Gilad Edelman, in a paywalled cover story for Wired that I am sure enterprising individuals could find in full elsewhere:
Neither [Trump nor Biden’s] beef with the law is terribly coherent. Section 230 shields platforms from legal liability, but there isn’t anything unlawful in the first place about a sharp-elbowed attack ad that bends the truth. Ditto for Trump’s complaints: Even if social media platforms did discriminate against conservative viewpoints, it’s perfectly legal to have a partisan bias, as every waking second of American life makes clear. More generally, politicians and pundits often seem to blame Section 230 for whatever they happen to dislike about the internet, whether or not it really applies — or they lash out at the law simply because they know it’s precious to companies they loathe.
So, yes, a lot of people who complain about Section 230 don’t know what they’re talking about. And yet the story told by the pro-230 camp contains its share of mythology as well. Section 230 is not the bogeyman of Trump’s stump speeches, but neither is it the pixie dust making the internet a magical place for free speech and innovation. To understand the law, you have to know not just what it says but how it came to be and how it has been interpreted — and sometimes misinterpreted — by judges during its 25-year existence. Once you do that, the picture that emerges is very different from the one painted by either side of the kill-it-or-keep-it debate.
In fact, Section 230 may be more like Dumbo’s supposedly magic feather: a talisman the internet has been clutching for dear life for 25 years, terrified of finding out whether online discourse could fly without it.

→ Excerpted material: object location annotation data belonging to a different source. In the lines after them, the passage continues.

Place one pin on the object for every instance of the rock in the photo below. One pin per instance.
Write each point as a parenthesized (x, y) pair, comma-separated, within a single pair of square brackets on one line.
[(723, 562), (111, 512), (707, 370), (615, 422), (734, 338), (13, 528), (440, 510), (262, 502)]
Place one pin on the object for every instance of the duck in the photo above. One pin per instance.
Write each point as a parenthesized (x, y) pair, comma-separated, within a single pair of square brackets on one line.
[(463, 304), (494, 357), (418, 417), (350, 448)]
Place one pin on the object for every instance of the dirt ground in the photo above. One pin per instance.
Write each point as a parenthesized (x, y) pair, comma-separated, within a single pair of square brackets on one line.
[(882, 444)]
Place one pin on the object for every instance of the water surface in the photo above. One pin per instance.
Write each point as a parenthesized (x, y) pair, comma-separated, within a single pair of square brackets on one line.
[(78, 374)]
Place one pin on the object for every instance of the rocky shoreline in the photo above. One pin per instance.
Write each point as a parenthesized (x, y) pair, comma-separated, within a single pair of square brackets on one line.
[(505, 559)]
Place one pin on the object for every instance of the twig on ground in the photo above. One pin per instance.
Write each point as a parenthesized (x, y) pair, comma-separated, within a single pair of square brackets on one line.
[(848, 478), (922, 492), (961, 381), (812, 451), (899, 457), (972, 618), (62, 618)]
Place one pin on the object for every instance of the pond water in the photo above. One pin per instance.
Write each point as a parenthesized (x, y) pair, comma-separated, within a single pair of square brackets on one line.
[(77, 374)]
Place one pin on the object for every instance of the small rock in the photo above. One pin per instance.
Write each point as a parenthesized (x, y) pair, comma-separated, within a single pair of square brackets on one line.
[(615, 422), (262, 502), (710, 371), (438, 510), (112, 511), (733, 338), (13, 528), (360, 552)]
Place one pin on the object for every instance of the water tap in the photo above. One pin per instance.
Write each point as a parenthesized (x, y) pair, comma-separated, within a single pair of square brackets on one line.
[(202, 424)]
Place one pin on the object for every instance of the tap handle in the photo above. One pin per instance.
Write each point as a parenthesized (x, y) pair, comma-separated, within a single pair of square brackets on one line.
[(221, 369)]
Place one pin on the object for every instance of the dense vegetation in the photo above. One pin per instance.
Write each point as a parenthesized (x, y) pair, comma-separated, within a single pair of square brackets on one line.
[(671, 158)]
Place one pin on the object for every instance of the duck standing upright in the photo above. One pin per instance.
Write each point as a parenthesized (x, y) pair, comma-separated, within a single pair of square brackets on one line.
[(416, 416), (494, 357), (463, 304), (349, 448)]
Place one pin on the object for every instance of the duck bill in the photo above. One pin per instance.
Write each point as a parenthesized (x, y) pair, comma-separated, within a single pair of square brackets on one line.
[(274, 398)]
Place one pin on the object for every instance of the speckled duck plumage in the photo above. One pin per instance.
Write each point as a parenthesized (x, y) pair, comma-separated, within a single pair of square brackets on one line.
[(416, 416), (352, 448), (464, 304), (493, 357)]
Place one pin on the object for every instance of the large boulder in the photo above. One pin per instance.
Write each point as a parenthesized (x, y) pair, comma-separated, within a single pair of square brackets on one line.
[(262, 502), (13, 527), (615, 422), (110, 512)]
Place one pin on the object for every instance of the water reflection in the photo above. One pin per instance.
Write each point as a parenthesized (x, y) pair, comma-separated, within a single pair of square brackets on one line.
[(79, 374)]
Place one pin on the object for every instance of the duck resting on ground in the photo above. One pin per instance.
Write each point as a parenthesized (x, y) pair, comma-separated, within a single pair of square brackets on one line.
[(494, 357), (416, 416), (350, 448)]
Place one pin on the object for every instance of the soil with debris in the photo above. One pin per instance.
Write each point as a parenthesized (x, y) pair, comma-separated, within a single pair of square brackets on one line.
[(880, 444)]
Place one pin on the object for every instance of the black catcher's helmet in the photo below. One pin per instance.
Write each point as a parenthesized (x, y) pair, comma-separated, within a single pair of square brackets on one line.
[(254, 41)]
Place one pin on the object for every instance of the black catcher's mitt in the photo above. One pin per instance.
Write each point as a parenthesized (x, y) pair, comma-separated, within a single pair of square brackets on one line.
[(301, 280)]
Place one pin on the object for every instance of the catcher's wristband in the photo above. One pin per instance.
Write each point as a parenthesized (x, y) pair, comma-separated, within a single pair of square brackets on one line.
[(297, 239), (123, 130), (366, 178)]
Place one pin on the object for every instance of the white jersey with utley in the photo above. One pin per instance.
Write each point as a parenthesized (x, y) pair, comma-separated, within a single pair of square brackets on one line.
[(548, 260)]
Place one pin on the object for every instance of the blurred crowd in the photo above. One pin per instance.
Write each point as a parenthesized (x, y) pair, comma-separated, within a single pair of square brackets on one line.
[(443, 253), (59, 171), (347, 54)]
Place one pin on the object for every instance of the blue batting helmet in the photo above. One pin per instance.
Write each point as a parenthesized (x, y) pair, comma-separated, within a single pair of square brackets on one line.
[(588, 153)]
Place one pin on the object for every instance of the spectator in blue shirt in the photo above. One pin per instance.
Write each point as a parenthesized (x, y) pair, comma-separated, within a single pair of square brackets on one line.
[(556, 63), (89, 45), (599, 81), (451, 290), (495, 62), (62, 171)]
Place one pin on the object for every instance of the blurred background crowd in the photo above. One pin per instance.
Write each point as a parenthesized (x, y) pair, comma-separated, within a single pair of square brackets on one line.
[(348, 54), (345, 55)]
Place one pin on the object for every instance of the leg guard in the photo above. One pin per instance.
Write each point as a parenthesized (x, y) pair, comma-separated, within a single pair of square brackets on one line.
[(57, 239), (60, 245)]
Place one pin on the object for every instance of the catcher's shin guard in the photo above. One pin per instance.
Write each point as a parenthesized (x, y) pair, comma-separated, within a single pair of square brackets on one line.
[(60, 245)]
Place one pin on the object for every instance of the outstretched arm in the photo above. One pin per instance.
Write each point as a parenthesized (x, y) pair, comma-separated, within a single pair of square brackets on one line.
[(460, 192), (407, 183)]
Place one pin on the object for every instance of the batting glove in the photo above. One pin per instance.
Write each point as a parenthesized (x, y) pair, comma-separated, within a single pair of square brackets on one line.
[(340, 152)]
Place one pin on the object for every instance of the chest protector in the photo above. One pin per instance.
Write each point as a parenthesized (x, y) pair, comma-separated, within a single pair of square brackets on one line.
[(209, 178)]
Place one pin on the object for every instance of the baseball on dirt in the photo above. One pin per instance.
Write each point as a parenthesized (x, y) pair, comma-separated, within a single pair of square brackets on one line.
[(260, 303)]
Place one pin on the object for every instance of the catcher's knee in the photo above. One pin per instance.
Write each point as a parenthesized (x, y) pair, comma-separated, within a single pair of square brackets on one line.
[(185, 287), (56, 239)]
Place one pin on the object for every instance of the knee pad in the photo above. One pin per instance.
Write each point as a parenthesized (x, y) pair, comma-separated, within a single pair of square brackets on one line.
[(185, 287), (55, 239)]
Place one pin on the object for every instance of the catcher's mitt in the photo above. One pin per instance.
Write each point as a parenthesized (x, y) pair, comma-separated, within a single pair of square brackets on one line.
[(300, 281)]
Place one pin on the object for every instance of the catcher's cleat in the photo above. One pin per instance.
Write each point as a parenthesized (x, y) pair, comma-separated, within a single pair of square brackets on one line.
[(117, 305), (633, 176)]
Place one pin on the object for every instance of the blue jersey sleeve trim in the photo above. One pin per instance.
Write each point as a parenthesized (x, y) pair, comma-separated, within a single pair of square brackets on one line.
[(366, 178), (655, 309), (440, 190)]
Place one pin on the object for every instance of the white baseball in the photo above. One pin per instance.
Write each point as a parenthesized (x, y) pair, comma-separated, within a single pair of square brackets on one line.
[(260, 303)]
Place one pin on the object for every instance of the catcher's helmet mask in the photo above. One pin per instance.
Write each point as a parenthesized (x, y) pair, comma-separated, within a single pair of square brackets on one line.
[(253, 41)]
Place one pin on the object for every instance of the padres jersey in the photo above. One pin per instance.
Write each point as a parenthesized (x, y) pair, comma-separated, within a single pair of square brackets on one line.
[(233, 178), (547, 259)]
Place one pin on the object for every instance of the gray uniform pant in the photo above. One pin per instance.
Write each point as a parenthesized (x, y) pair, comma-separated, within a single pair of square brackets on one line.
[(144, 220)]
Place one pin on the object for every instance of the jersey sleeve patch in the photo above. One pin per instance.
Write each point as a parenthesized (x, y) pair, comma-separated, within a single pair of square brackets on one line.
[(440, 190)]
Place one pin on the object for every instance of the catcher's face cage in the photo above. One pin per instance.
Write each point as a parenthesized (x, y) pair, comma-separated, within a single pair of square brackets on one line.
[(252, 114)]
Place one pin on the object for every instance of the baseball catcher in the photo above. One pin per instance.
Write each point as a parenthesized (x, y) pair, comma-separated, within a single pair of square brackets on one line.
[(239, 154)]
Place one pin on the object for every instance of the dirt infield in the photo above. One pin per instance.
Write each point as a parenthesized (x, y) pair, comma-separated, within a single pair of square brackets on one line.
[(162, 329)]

I thought this was a well-written essay that raised some of the consequences that have resulted from judicial precedence in the interpretation of Section 230, and how that relates to the history of media law. It is imperfect, however; a good rebuttal comes from Mike Masnick of Techdirt, and reading both of those pieces is worthwhile. In particular, framing the debates over Section 230 as “kill it or keep it” obviously misses a lot of nuance.